Europe needs ambition to make the most of the digital revolution


Picture of Sébastien Deletaille
Sébastien Deletaille

Entrepreneur in the field of technology and health

Sébastien Deletaille is tech entrepreneur, and the CEO and co-founder of Real Impact Analytics, a data company that helps businesses to capture the value in their data

Most European citizens are fond of ‘Europe’: its values, culture and social model. When it comes to its leadership, citizens have more mixed feelings. 60% of citizens tend not to trust the EU institutions. They feel that European policy is disconnected from their daily reality.

As a tech entrepreneur who is active in big data, I too feel disconnected – in my case, from the digital agenda of the European Commission. The agenda and its priorities do not align with the tremendous potential of the digital revolution, something I have the immense privilege to experience every day.

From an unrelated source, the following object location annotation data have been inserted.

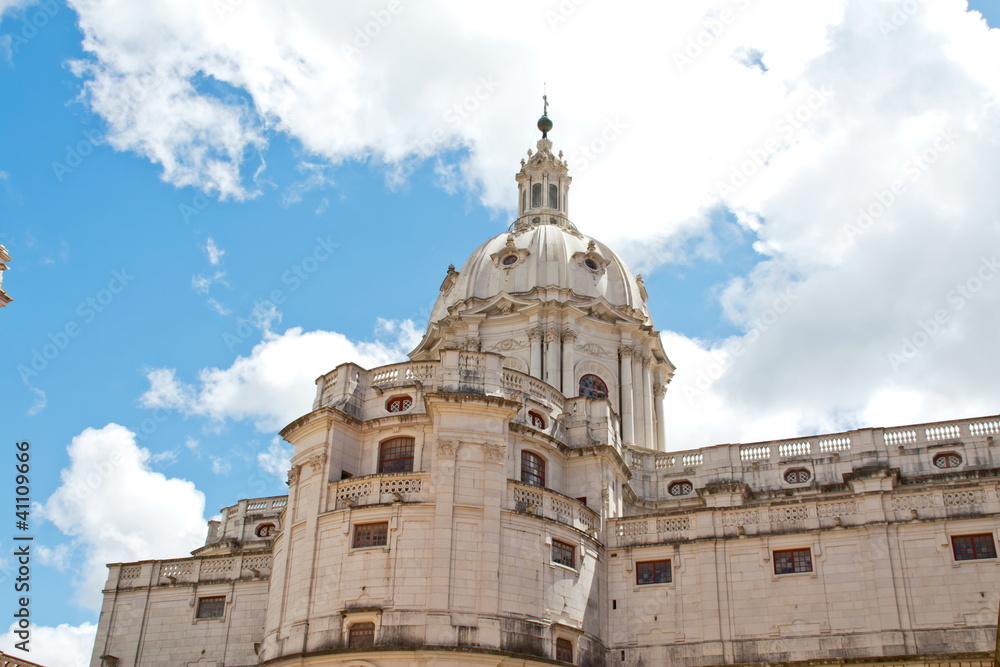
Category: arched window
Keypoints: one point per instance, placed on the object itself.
(681, 488)
(396, 455)
(592, 386)
(361, 634)
(564, 650)
(399, 403)
(948, 460)
(532, 469)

From fighting Ebola to alleviating poverty – I am a member of a community of shapers who use technology to improve society. Every day I encounter yet more amazing digital visionaries who create robots, build networks and develop apps that affect every facet of our lives. From citizen to state to Union, we are witnessing the acceleration of the 4th Industrial Revolution.

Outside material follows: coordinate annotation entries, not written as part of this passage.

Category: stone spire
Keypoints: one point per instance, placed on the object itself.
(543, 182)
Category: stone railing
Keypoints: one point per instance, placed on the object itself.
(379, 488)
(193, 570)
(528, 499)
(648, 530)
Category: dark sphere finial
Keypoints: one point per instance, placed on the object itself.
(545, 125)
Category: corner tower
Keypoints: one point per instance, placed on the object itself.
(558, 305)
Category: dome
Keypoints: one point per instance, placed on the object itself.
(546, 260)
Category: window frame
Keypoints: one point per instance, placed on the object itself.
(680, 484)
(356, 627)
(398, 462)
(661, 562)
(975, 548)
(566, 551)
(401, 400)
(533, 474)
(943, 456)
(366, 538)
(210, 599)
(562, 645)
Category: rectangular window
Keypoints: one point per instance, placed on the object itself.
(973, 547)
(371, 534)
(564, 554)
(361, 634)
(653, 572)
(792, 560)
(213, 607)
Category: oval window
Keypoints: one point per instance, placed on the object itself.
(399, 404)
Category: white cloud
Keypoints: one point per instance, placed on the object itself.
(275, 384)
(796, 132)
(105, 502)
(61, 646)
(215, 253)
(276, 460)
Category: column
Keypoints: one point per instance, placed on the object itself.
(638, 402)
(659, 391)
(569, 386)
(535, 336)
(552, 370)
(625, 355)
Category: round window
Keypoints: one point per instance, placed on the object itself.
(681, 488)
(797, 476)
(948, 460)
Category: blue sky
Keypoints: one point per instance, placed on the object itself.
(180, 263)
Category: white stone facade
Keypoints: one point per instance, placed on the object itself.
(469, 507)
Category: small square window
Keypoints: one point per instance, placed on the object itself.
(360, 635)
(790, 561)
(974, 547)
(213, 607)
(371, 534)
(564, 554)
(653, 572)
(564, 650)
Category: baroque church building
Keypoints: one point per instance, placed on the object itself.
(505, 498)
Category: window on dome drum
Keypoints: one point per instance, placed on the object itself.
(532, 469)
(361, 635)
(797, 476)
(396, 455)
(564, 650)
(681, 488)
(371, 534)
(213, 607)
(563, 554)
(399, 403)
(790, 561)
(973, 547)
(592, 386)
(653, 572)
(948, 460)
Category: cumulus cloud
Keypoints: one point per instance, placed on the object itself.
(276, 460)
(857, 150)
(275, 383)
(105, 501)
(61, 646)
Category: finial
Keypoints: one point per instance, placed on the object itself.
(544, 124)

Ambition matters. It sets leaders apart. It allows them to inspire people through their vision of society, and to drive change

But what are we doing about this revolution? At the EU level, we can summarise the strategy in three words: defragmentation, standards and infrastructure. All important, all relevant, but nothing near the level of ambition required.
And ambition matters. It sets leaders apart. It allows them to inspire people through their vision of society, and to drive change.

I would fight for an EU with ambitions to use digital to save the planet, or to connect citizens to their cities, or to give everyone meaning in their lives, whether through a job, a task or simply helping their peers.

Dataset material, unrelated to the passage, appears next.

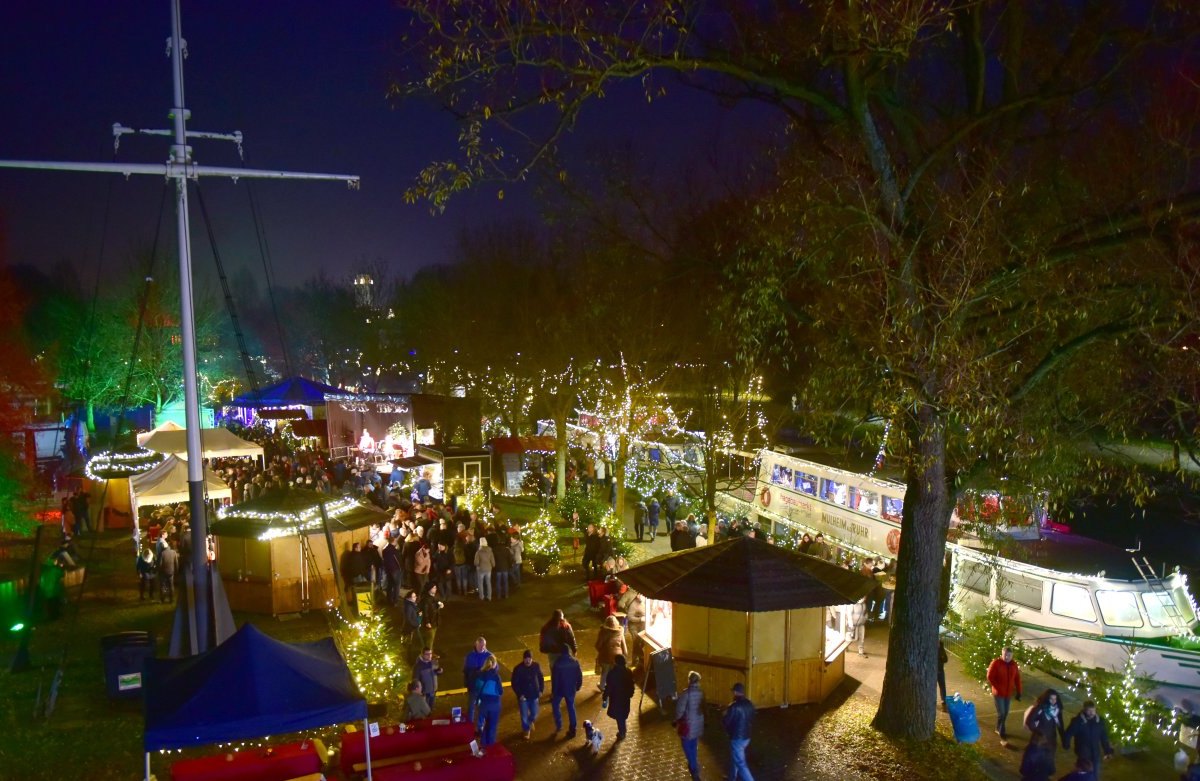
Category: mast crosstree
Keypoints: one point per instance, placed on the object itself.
(181, 167)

In the absence of political ambition, tech entrepreneurs will set their own. But is this the road we want to take? Do policymakers want to shape the agenda or only to react?

The time has come to be ambitious. We need leaders who are willing to take up that role.

My call for a greater digital ambition comes from my entrepreneurial background. Without naming the problem you cannot correctly design a solution, but instead of simply pointing the finger at EU leaders I have three simple initiatives that could put Europe back on the global digital map.

The first solution is for the European Commission to practice what it preaches – or ‘eat its own dog food’. Is the Commission itself digital? How much paper does it produce? How much big data does it use to improve its effectiveness? How often do its politicians and officials use Amazon, Uber or Spotify?

These questions boil down to a simple task: show us that you are role models; show us that you are the champions of this revolution. I’m tired of naming American or Chinese companies as the most digital organisations. I want to name you. You can get there.

It is time to bring back our digital visionaries. With these experts Europe can bridge the digital gap within a decade

Second, make policies based on what people do, not on what people say. At some point in history, EU policymakers surely had reason to design a law requiring internet users to accept cookies before browsing. In 2016, I don’t get the point. Do you know a single person who refuses the cookie and declines to browse a website? Policymakers should observe our behaviour and test policies before making laws.

Third, bringing back our visionaries. Most of Europe’s most brilliant and disruptive minds have left Europe to go to the United States. It is time to find a way to bring them back. With these experts, and with their networks and ambitions, Europe can bridge the digital gap within a decade.

I’m aware that I’m biased: entrepreneurs see the world as an ocean of opportunities. Digital frontrunners believe in the positive nature of technology.

I know I am not paying attention to certain constraints. I know I don’t have the full context. And I’m not a politician. But I’m a believer in Europe, in the value of statesmanship, and in the immense potential of our citizens.

I will act to shape this European ambition. Will you join me?